Duas semana atrás, o membro da polícia científica e ator de filmes de ação Oscar Pérez, de 36 anos, sequestrou um helicóptero, sobrevoou o centro de Caracas e disparou contra o Ministério do Interior e o Tribunal Supremo de Justiça (TSJ) em protesto contra o governo do presidente Nicolás Maduro.

Após o incidente, que Maduro classificou como um ato terrorista, Pérez apareceu em um vídeo no qual disse que estava em Caracas e prometeu manter a luta contra o governo.

Na quinta-feira à noite, Pérez surpreendeu os seguidores da oposição, que realizavam uma marcha noturna para recordar as quase 100 pessoas que morreram no país durante mais de três meses de manifestações e distúrbios.

"Estamos fazendo uma homenagem aos que caíram.
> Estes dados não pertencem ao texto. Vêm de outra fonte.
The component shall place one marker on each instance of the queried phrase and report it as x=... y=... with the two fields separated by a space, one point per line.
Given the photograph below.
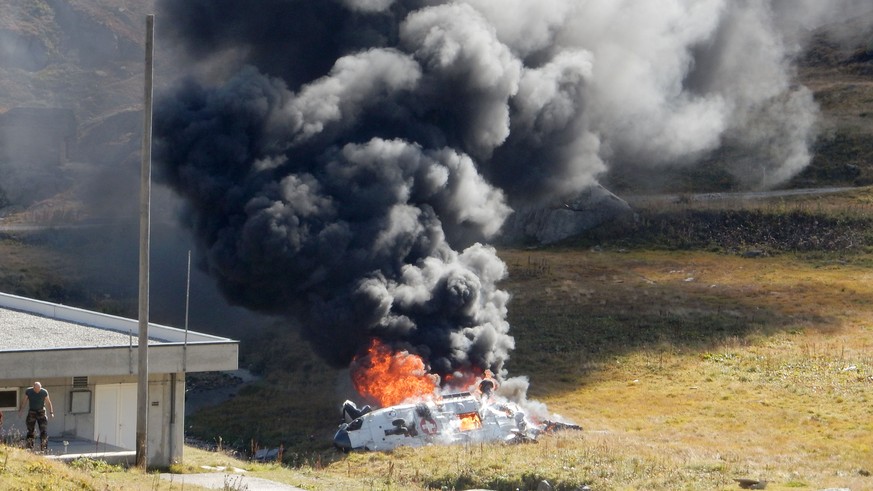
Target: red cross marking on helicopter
x=428 y=426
A verdadeira homenagem é que a ditadura caia", disse Pérez, rodeado por jovens com os rostos cobertos, acrescentando que os protestos devem se manter nas ruas.

A Venezuela vive uma crise econômica profunda que está sujeitando milhões à escassez de alimentos e remédios, a uma inflação de três dígitos e a uma recessão prolongada.

No domingo a oposição irá realizar um plebiscito para saber se os venezuelanos desejam convocar eleições presidenciais antecipadas e impedir a instalação de uma Assembleia Nacional Constituinte, que o mandatário está promovendo para alterar a Constituição.